136 years for Jalandhar music festival

Jalandhar (Punjab) : This town has kept a musical tradition alive for 136 years. As the famous Shree Baba Harivallabh Sangeet Samelan gets under way Friday, musical notes will reverberate in its lanes once again.

One of the oldest festivals of Hindustani classical music, the sammelan is organised on the last weekend of December every year at the ‘samadhi’ of saint-musician Baba Harivallabh in Shri Devi Talab neighbourhood and it is said that Mahatma Gandhi too had attended it once.

“The sammelan attracts audiences from India and abroad every year. During the three days of the sammelan, the audience count goes up to 20,000,” Purnima Beri, the general secretary of the Harivallabh Sangeet Mahasabha, said .

“Jalandhar has some very good listeners of Hindustani classical music. We get audiences from 12- to 13-year-old music lovers to those in their 90s.”

Baba Harivallabh was an exponent of classical music and the festival was first held in 1875.

“Drawing inspiration from Baba Harivallabh, who started it in the memory of his guru, Swami Tulja Giri, the sammelan has provided a platform where distinguished musicians can give the best of their art and where anyone interested – initiated and uninitiated alike – can listen to them free,” the Harivallabh sammelan website states.

Mahatma Gandhi, accompanied by Pandit Vishnu Digamber Paluskar, had visited the sammelan in 1919.

“The sammelan is a great place for Hindustani classical music. Many people from the region brave the December cold to be part of this great cultural festival every year,” Jalandhar resident Tarsem Lal Sharma, who has been attending it for over two decades, said .

Entry to the Harivallabh Sangeet Sammelan, which is listed among the national music festivals by the central government, is free for all.

“In earlier times, no invitation cards used to be printed. Dec 26-29 used to be the dates fixed for the sammelan. The artists, the music lovers, the donors, everybody knew about these dates. These dates were published even in the ‘Panchang’ under the heading -Important Festivals of Northern India,” says the website.

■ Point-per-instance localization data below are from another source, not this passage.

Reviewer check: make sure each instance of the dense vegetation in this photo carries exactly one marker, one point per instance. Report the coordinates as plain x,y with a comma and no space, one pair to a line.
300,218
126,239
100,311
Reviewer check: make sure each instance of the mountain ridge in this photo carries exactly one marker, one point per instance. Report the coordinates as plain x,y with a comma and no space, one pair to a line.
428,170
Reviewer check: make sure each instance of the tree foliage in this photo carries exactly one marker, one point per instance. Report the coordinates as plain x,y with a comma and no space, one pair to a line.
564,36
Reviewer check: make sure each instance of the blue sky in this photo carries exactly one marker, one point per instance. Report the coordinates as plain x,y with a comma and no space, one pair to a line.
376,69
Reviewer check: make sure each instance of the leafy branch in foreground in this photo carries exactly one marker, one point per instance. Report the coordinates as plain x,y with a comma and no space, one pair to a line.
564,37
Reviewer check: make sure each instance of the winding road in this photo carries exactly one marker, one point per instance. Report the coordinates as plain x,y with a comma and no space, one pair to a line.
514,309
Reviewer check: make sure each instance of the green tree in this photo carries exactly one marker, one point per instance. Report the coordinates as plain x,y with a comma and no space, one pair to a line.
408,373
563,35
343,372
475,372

Big names of the Hindustani classical music scene have been associated with the festival over the years. Some include Hari Prasad Chaurasia (flute), Bhimsen Joshi (vocalist), Pandit Jasraj (vocalist), Ustad Bade Ghulam Ali Khan (vocalist), Vishwa Mohan Bhatt (mohan veena), Ustad Allah Rakha Khan and Ustad Zakir Hussain (both tabla), Ustad Sultan Khan (israj), Gangu Bai Hangal (vocalist), Pandit Ravi Shankar (sitar) and many more.

“Prominent artists of Hindustani classical music from India and Pakistan have come and performed at the Harivallabh Sangeet Sammelan at one time or the other during the last 136 years,” Beri said.

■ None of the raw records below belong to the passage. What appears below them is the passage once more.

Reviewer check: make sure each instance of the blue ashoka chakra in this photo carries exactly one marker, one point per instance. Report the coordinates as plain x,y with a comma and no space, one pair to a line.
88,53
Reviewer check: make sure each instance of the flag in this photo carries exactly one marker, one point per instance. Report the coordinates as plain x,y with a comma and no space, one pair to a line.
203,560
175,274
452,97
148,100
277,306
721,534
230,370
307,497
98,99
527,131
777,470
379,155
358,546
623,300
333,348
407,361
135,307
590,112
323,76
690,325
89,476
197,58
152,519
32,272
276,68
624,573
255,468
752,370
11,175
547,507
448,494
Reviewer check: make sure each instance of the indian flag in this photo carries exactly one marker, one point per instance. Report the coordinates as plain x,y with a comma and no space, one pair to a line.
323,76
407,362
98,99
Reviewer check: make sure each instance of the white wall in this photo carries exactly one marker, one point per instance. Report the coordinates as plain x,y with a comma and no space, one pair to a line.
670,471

Till 1929, only vocal artists attended the sammelan. ” ‘Vichitra veena’ was introduced on the Harivallabh stage by Mian Abdul Aziz of the Patiala Gharana, sitar by Ravi Shankar, sarod by Amjad Ali Khan and the flute by Shri Panna Lal Ghosh,” the website says.

Every year, the sammelan gets 15-20 prominent artists, including vocalists and instrumentalists, to perform over three days.

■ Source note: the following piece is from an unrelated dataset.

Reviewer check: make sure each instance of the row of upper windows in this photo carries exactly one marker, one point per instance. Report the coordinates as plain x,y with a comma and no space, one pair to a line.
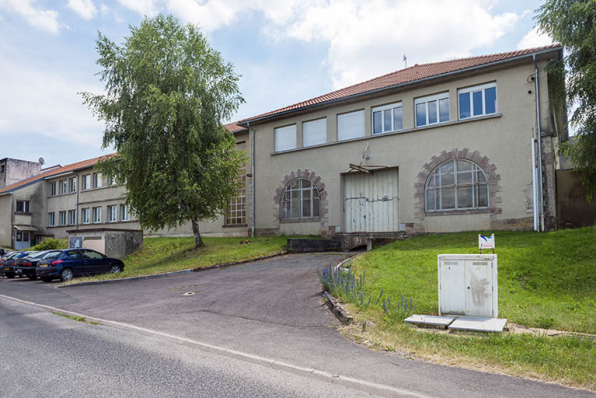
89,215
88,181
473,102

“Earlier the performances used to carry on till early morning. But now, we try to end by 2 a.m.,” Beri said.

For this year, young sarod masters Ayaan and Amaan Ali Khan, the sons of famous Sarod player Amjad Ali Khan, will be performing a ‘jugalbandi’ Dec 23.

A unique jugalbandi or fusion this time will be between a sitar and the cello by Subhendra and Saskia Rao.

Pakistani Dhrupad singers Labrez Afzal Khan and Hafiz Ali Khan, whose ancestors used to perform with the Sikh gurus, will also be coming to perform this year.